On the Hadwiger numbers of centrally symmetric starlike disks (Q1005915)

A \textit{topological disk} is a compact subset of \(\mathbb{R}^2\) with a simple, closed, continuous curve as its boundary. The \textit{Hadwiger number} of a topological disk \(S\) is the maximal number of translates of \(S\) that intersect \(S\), but whose interiors are pairwise disjoint and do not intersect the interior of \(S\). \textit{O. Cheong} and \textit{M. Lee} [Discrete Comput. Geom. 37, No. 4, 497--501 (2007; Zbl 1126.52018)] proved that Hadwiger numbers of topological disks can be arbitrarily large. A topological disk \(S\) is called \textit{starlike} if it contains a point \(p\) such that for every \(q\in S\) the disk \(S\) contains the line segment joining \(p\) and \(q\).

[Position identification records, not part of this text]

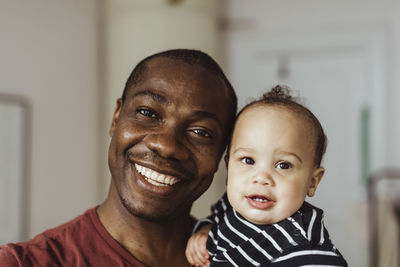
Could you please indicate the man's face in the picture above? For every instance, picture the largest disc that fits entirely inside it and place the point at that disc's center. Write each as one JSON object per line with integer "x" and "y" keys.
{"x": 271, "y": 165}
{"x": 167, "y": 138}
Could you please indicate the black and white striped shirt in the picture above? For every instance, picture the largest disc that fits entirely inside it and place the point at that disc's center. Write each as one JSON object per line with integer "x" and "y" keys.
{"x": 300, "y": 240}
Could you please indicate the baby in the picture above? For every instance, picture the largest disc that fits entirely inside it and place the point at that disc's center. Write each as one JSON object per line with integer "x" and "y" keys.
{"x": 273, "y": 163}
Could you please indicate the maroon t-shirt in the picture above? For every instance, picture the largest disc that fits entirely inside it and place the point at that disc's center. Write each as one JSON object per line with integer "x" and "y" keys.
{"x": 81, "y": 242}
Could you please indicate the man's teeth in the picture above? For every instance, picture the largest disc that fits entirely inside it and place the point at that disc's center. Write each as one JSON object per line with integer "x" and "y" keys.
{"x": 156, "y": 178}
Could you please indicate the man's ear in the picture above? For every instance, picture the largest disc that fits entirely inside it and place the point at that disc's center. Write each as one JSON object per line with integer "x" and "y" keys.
{"x": 315, "y": 179}
{"x": 226, "y": 159}
{"x": 117, "y": 111}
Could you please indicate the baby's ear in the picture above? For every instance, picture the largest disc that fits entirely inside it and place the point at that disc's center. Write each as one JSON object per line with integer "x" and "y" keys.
{"x": 315, "y": 179}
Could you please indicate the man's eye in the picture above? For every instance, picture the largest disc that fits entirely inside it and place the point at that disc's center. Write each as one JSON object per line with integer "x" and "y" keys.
{"x": 202, "y": 133}
{"x": 247, "y": 161}
{"x": 283, "y": 165}
{"x": 147, "y": 113}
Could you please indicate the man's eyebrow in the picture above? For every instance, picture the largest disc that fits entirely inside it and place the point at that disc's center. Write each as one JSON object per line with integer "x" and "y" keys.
{"x": 155, "y": 96}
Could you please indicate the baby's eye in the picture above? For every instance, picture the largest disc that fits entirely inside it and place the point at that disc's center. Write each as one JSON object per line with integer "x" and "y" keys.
{"x": 283, "y": 165}
{"x": 247, "y": 161}
{"x": 147, "y": 113}
{"x": 202, "y": 133}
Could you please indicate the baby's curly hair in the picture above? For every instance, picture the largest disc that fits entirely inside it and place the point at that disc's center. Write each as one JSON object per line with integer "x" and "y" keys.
{"x": 280, "y": 95}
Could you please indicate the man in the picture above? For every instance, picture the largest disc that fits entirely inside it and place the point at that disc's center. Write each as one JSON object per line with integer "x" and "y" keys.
{"x": 168, "y": 133}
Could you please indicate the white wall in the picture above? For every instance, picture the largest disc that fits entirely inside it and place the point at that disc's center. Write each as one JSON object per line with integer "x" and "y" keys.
{"x": 48, "y": 54}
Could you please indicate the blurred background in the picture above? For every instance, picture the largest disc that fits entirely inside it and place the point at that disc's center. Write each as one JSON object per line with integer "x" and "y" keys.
{"x": 63, "y": 64}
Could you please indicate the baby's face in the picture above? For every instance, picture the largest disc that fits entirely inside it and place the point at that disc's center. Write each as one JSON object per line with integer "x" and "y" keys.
{"x": 271, "y": 165}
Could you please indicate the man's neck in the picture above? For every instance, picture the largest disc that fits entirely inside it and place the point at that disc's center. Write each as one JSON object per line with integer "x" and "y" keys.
{"x": 154, "y": 243}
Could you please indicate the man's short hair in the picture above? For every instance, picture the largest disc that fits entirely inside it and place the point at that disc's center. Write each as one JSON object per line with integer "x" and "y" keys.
{"x": 189, "y": 56}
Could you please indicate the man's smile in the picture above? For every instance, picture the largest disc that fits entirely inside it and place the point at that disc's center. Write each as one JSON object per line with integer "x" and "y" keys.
{"x": 156, "y": 178}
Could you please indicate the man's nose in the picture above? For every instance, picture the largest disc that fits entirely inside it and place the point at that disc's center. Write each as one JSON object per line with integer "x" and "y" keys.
{"x": 263, "y": 178}
{"x": 167, "y": 144}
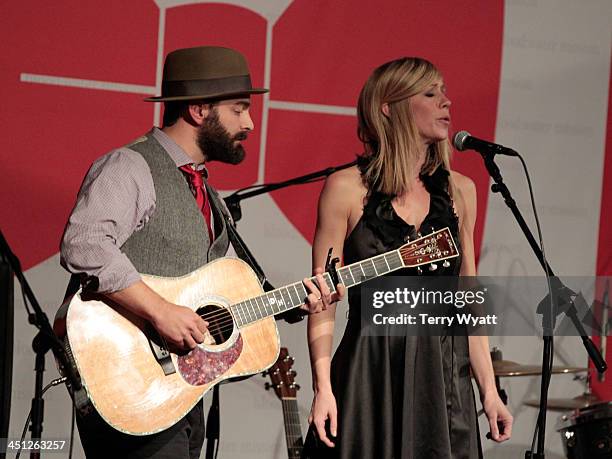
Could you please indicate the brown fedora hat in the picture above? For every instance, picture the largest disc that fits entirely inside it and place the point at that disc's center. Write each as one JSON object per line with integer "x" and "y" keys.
{"x": 205, "y": 72}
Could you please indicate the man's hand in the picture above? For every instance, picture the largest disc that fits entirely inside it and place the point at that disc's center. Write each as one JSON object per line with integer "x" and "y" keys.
{"x": 500, "y": 419}
{"x": 320, "y": 297}
{"x": 179, "y": 326}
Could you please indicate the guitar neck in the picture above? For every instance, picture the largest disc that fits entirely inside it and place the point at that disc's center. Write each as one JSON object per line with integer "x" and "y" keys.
{"x": 294, "y": 295}
{"x": 293, "y": 428}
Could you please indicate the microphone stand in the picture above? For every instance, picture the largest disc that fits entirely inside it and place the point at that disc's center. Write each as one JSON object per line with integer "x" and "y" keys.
{"x": 233, "y": 200}
{"x": 559, "y": 292}
{"x": 44, "y": 341}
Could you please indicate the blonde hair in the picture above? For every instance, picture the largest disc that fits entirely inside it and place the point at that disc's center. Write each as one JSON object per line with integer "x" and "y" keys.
{"x": 391, "y": 142}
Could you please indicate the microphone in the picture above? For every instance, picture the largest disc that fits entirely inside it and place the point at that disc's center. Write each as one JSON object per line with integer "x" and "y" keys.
{"x": 464, "y": 141}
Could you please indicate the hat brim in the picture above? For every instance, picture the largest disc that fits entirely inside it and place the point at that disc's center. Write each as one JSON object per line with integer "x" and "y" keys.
{"x": 220, "y": 95}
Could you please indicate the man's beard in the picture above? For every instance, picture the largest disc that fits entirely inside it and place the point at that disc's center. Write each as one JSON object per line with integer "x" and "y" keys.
{"x": 217, "y": 144}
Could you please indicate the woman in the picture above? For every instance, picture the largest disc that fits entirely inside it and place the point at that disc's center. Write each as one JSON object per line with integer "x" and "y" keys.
{"x": 398, "y": 396}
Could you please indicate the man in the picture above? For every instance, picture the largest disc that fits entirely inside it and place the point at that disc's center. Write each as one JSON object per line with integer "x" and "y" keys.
{"x": 135, "y": 214}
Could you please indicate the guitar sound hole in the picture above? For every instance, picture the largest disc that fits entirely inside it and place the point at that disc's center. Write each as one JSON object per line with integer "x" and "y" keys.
{"x": 220, "y": 322}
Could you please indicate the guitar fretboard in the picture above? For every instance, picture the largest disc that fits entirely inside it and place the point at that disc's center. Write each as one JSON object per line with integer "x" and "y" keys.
{"x": 293, "y": 428}
{"x": 293, "y": 295}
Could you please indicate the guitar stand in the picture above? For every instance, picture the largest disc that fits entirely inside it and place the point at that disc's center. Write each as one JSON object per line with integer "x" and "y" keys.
{"x": 44, "y": 341}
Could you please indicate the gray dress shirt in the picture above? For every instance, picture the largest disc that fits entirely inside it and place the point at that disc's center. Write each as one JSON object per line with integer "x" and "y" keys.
{"x": 116, "y": 199}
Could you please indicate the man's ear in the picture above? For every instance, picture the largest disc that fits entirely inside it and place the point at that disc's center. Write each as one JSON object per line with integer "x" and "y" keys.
{"x": 386, "y": 110}
{"x": 199, "y": 112}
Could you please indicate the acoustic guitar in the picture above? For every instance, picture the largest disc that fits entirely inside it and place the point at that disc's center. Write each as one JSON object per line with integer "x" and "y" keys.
{"x": 140, "y": 387}
{"x": 284, "y": 386}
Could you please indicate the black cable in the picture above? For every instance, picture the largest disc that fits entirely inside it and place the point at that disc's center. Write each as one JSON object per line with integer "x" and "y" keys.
{"x": 72, "y": 431}
{"x": 55, "y": 382}
{"x": 552, "y": 310}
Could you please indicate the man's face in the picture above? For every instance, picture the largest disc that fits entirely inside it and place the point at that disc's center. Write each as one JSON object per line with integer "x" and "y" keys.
{"x": 226, "y": 126}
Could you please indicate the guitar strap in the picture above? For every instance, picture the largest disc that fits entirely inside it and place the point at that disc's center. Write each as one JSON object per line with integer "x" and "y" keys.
{"x": 293, "y": 315}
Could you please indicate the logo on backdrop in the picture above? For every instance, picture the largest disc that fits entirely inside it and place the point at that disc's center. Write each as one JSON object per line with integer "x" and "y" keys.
{"x": 75, "y": 91}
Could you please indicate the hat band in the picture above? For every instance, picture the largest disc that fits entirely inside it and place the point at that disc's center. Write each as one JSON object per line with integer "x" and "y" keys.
{"x": 204, "y": 88}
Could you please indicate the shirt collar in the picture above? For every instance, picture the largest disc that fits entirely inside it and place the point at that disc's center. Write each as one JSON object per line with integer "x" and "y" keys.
{"x": 177, "y": 154}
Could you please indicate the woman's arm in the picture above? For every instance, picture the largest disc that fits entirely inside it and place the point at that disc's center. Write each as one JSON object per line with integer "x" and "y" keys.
{"x": 332, "y": 223}
{"x": 480, "y": 358}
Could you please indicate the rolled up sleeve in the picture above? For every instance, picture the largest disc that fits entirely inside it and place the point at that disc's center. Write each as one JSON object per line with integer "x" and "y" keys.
{"x": 116, "y": 198}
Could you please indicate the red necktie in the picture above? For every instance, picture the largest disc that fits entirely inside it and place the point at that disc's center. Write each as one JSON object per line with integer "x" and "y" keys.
{"x": 199, "y": 190}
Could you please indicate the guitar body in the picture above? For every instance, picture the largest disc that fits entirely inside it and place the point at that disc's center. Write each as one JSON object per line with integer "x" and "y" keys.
{"x": 122, "y": 377}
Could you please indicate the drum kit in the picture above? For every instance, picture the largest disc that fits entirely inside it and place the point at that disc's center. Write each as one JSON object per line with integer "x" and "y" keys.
{"x": 586, "y": 423}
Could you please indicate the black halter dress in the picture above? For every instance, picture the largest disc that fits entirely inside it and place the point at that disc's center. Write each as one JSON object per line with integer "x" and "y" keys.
{"x": 407, "y": 397}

A topological disk \(S\) is called \textit{centrally symmetric} if \(-S\) is a translate of \(S\). \textit{A. Bezdek, K. Kuperberg} and \textit{W. Kuperberg} [Duke Math. J. 78, No. 1, 19--31 (1995; Zbl 0829.52008)] conjectured that the Hadwiger number of a starlike disk is at most \(8\). \textit{A. Bezdek} [Bolyai Soc. Math. Stud. 6, 237--245 (1997; Zbl 0886.52004)] proved that it is at most \(75\). The main purpose of the paper is to prove that the Hadwiger number of a centrally symmetric starlike disk is at most \(12\).